Ela não é deficiente auditiva e nem muda, mas, segundo a cunhada de Patrick, Rilva Oliveira, a comunicação do casal com a própria filha é um grande desafio para eles. “Ajudaria muito se as escolas tivessem Libras. Seria o máximo, principalmente para as crianças”, comenta Rilva. Raquel guarda com carinho o recorte de um jornal contando a história da instituição que a acolheu, a Associação de Proteção e Orientação aos Excepcionais (Apoe), em Campos, que oferece diversas atividades inclusivas.
Dificuldade com o texto
Para que a entrevista com o casal surdo fosse possível, essa reportagem precisou contar com duas intermediações. A cunhada de Raquel, Rilva, intermediou a entrevista com Raquel. E, Raquel, por sua vez, intermediou a entrevista com o marido, Patrick, que não é letrado. Porém, mesmo a entrevista ocorrendo por texto, não foi um processo simples, pois muitas vezes o surdo não desenvolve a fala, no caso do casal, e entende a comunicação textual de um jeito diferente.

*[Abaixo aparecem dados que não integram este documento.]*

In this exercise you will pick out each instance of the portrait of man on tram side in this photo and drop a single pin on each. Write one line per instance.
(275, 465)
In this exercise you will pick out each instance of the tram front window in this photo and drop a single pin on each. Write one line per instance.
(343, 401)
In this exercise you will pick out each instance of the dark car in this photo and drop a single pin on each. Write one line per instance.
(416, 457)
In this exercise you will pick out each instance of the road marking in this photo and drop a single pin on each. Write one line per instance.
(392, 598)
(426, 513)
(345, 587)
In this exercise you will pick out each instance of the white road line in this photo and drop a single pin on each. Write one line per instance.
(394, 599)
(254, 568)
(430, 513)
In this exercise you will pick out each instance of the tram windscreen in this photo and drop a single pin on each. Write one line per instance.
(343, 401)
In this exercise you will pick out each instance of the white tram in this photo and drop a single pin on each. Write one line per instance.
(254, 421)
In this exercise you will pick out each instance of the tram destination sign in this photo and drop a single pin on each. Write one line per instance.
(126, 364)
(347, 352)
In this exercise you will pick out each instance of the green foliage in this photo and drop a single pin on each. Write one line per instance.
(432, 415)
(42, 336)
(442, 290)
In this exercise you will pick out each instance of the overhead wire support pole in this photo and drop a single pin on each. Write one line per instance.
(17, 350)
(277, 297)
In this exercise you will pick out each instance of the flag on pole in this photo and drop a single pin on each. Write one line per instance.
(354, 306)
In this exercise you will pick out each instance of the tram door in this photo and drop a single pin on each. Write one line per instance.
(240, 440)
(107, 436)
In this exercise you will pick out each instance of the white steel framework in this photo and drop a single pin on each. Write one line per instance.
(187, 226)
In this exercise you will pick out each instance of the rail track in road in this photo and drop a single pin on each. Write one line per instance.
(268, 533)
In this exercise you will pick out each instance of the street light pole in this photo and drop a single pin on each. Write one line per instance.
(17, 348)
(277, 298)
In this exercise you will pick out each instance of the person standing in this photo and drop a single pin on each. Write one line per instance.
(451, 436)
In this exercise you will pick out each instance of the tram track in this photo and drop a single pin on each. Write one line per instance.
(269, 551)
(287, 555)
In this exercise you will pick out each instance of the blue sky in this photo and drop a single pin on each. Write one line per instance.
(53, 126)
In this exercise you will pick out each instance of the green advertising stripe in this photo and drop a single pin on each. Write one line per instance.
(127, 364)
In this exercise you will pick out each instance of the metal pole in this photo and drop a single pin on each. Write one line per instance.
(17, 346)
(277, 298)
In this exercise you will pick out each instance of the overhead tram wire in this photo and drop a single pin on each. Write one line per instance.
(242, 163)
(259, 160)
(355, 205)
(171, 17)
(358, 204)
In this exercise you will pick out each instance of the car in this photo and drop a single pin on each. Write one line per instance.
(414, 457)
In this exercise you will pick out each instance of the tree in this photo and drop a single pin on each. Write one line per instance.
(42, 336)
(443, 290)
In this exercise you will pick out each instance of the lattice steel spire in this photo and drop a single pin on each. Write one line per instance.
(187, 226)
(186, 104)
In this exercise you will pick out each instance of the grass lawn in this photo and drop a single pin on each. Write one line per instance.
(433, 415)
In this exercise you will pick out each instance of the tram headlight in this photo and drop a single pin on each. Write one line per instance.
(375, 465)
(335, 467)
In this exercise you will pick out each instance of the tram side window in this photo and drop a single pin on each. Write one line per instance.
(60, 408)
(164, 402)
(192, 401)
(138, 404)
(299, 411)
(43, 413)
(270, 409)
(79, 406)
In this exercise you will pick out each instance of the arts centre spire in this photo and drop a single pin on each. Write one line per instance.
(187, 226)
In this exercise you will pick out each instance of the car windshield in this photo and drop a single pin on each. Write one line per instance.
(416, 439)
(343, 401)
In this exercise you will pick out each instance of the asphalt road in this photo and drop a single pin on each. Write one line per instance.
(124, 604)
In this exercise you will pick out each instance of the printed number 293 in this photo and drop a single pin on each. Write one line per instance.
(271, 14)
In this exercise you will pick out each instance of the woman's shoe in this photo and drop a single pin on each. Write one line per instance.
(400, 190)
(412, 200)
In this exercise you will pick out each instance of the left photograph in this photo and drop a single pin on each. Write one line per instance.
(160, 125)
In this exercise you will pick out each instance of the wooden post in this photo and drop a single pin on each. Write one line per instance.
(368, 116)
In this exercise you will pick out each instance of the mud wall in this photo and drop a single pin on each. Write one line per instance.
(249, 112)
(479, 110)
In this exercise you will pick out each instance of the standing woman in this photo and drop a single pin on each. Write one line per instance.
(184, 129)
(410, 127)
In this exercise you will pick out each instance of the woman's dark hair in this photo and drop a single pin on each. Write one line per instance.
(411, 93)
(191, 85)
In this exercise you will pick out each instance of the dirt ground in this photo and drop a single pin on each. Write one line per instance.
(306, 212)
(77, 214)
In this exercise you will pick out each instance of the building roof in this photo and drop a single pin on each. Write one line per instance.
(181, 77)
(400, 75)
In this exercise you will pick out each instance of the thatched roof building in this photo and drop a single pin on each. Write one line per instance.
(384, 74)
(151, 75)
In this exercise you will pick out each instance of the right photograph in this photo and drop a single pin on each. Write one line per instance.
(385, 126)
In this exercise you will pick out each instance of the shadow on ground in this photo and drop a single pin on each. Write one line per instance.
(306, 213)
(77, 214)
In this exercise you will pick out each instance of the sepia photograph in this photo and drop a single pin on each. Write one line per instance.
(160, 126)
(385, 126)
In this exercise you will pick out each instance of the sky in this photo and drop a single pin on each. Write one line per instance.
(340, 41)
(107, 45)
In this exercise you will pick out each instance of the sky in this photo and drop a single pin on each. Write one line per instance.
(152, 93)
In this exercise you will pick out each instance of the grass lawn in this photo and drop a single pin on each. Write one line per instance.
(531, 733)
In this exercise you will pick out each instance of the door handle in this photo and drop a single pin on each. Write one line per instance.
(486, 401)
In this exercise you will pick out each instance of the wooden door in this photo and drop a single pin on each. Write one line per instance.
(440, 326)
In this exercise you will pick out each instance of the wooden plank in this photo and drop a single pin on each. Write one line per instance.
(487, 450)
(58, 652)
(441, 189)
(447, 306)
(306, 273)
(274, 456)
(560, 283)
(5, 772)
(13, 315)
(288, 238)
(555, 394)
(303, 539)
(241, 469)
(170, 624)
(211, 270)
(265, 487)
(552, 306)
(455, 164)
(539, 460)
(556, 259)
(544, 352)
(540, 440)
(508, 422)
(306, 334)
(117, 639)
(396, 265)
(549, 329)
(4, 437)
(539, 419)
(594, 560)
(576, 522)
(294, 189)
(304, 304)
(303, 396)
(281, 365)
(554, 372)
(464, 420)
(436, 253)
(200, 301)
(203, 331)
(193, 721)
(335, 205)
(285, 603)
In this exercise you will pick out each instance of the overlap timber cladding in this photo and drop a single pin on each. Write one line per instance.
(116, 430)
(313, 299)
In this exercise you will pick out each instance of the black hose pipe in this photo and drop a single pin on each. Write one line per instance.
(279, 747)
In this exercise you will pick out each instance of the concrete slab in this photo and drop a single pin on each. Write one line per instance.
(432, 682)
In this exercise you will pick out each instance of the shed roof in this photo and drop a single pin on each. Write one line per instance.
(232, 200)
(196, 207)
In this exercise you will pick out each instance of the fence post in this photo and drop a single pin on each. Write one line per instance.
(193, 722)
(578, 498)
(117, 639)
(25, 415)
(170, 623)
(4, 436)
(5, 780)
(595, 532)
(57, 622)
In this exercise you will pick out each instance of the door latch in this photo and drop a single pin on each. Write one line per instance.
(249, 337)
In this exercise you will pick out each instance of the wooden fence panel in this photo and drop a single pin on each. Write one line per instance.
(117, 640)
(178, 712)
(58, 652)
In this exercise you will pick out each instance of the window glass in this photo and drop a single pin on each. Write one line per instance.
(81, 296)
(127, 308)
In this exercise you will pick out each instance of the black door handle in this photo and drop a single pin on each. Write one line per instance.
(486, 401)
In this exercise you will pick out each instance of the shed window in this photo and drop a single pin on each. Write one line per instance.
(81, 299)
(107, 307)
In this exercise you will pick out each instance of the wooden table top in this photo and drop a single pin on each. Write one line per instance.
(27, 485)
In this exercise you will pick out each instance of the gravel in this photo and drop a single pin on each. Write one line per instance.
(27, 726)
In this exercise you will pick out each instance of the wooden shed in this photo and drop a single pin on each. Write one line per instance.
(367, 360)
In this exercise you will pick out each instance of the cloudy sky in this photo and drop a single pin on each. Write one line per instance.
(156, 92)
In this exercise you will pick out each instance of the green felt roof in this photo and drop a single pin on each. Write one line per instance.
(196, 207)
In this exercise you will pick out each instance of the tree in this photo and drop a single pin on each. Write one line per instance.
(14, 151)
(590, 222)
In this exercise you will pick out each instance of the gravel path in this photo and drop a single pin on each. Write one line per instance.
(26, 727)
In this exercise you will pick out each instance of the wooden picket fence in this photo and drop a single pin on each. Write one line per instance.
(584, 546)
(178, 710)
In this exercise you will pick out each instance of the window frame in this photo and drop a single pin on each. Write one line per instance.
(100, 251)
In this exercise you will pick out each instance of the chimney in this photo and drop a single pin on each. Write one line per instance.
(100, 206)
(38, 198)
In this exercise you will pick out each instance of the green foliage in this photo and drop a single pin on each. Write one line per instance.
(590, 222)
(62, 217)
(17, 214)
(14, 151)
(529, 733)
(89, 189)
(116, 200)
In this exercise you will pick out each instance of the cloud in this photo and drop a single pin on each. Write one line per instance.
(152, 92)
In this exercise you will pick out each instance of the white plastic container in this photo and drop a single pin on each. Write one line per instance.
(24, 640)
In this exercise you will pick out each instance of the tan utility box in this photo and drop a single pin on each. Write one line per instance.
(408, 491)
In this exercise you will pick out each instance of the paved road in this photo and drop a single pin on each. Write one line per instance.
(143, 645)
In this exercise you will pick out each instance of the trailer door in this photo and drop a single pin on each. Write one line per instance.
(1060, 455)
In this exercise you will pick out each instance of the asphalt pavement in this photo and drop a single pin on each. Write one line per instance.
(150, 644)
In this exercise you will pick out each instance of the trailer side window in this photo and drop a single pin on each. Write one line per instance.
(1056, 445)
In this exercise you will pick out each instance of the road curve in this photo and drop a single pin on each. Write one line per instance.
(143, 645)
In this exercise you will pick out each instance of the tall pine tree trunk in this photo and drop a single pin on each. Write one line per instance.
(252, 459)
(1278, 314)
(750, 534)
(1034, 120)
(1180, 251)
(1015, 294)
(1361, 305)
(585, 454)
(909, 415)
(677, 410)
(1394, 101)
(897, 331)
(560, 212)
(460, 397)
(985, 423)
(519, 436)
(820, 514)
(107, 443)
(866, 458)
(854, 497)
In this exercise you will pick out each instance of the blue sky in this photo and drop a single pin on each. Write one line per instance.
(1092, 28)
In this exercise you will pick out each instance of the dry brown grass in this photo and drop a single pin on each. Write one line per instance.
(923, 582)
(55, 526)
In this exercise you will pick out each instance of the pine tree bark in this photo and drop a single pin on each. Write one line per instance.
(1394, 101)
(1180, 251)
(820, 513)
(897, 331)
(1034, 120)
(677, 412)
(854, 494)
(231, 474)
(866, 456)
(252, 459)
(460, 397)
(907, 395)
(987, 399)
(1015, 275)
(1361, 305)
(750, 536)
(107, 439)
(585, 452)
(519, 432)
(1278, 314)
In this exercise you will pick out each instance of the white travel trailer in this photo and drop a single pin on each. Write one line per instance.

É comum que eles eliminem do texto as preposições, artigos e conjunções, por exemplo. E outra situação que ocorre é a inversão das palavras. Muitas vezes, para que entendam a mensagem, é preciso estabelecer uma ordem que faça sentido para eles. Rilva, apesar de saber pouco sobre Libras, apenas o que Raquel lhe ensinou, ela já conseguiu arrumar um caminho para se comunicar textualmente com Raquel, fazendo algumas inversões nas frases. Podemos dizer que estaria surgindo uma terceira linguagem?
A intérprete de Libras e professora Luciana Huguenin explica que se trata de uma comunicação bem complexa, mas, principalmente, pela falta de oportunidades. “Muitas vezes temos que utilizar comunicações alternativas para que a gente possa chegar num consenso. Infelizmente isso é normal, pois em muitos lugares do Brasil a Libras ainda não chegou. Não existem muitos profissionais que trabalham com a Língua Brasileira de Sinais. Então, a gente está falando de uma língua, que, na verdade, ainda não se proliferou, porque precisa ser ensinada também, assim como o Português”, disse Luciana.
Luciana tem um programa focado na pessoa com deficiência, chamado “Eficiente”. Ela explica que, no caso dos surdos, não são pessoas doentes, apenas se comunicam pelas mãos, por serem visuais e gestuais. Então, qual o caminho da inclusão?
“A única inclusão que o surdo precisa é que as pessoas entendam que a Libras é uma língua. A gente precisa partir desse ponto de vista. Então, como inserir? Inserindo Libras desde a educação infantil, inserindo curso de Libras, inserindo Libras nas escolas de ensino fundamental e, aí sim, teremos uma geração que também se comunica pelas mãos. Então, passará a ser uma utilização normal. Ter a Libras dentro de um hospital é fundamental para que os pacientes tenham um tratamento adequado”. “Quando começarmos a tratar a acessibilidade como foco principal vamos ter um mundo para todos”, reforça a intérprete.